Solang die Welt noch schläft (German Edition)
ist nur der Anfang!« Der alte Mann holte kurz Luft, dann sprach er weiter: »Die ganze Gesellschaft ist im Umbruch. Es bedarf schon einer guten Beobachtung, um das alles im Auge zu behalten. Manchmal kommt mir unsere Welt vor wie ein Karussell auf dem Jahrmarkt, das sich immer schneller dreht und dreht und dreht … Und das Velofahren hat einen nicht unerheblichen Anteil daran.«
»Aber das betreiben doch nur die wenigsten, wie kann es also die Gesellschaft verändern?« Josefine schenkte aus einem Krug Limonade in zwei Gläser. Eins davon schob sie ihrem Gast hin.

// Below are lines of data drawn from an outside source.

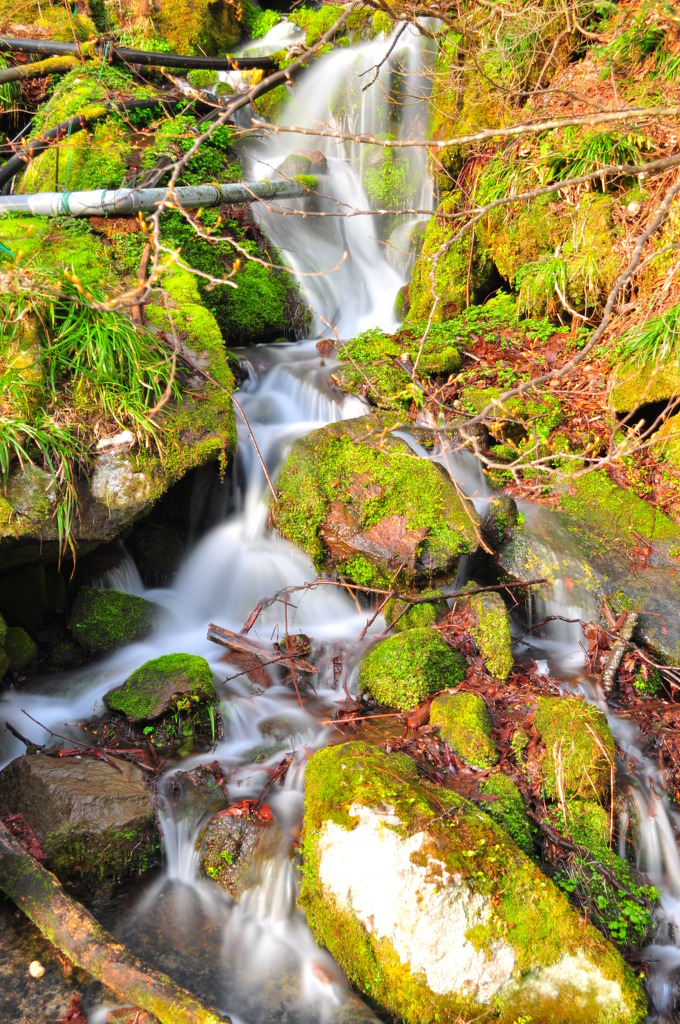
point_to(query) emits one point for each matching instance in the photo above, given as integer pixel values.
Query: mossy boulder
(492, 633)
(20, 649)
(160, 685)
(101, 620)
(435, 913)
(580, 749)
(95, 820)
(404, 670)
(508, 810)
(400, 614)
(464, 723)
(365, 505)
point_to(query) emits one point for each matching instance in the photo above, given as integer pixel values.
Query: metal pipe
(123, 54)
(123, 202)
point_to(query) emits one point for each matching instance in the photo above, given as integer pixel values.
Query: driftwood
(75, 932)
(253, 656)
(618, 651)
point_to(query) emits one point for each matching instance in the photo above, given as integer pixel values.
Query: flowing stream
(257, 960)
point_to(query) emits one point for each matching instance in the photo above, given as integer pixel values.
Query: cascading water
(257, 961)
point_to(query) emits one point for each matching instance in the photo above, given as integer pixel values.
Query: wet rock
(234, 849)
(432, 909)
(101, 620)
(95, 820)
(492, 633)
(160, 684)
(176, 693)
(404, 670)
(365, 505)
(500, 519)
(580, 749)
(464, 723)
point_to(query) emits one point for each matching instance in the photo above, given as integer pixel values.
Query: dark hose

»Oh, da trügt dich dein Eindruck aber, es gibt wesentlich mehr Velofahrer als noch vor drei, vier Jahren! Vielleicht nicht hier bei uns im Viertel, aber ein paar Ecken weiter schon.« Dankend nahm der Kaufhausbesitzer das Limonadenglas entgegen. »Ich muss es wissen, denn sie kommen schließlich in Scharen zu mir ins Kaufhaus und verlangen nach sportlichen Kappen statt nach eleganten Hüten. Sie wünschen Jacken mit vielen Taschen statt Fracks aus feinem Zwirn. Meine Zigarren lassen sie links liegen – die würden der Gesundheit schaden, hat mir erst gestern ein junger Herr erklärt. Meine Zigarren – der Gesundheit schaden?« Oskar Reutter sah so indigniert drein, dass sich Josefine ein Schmunzeln verkneifen musste.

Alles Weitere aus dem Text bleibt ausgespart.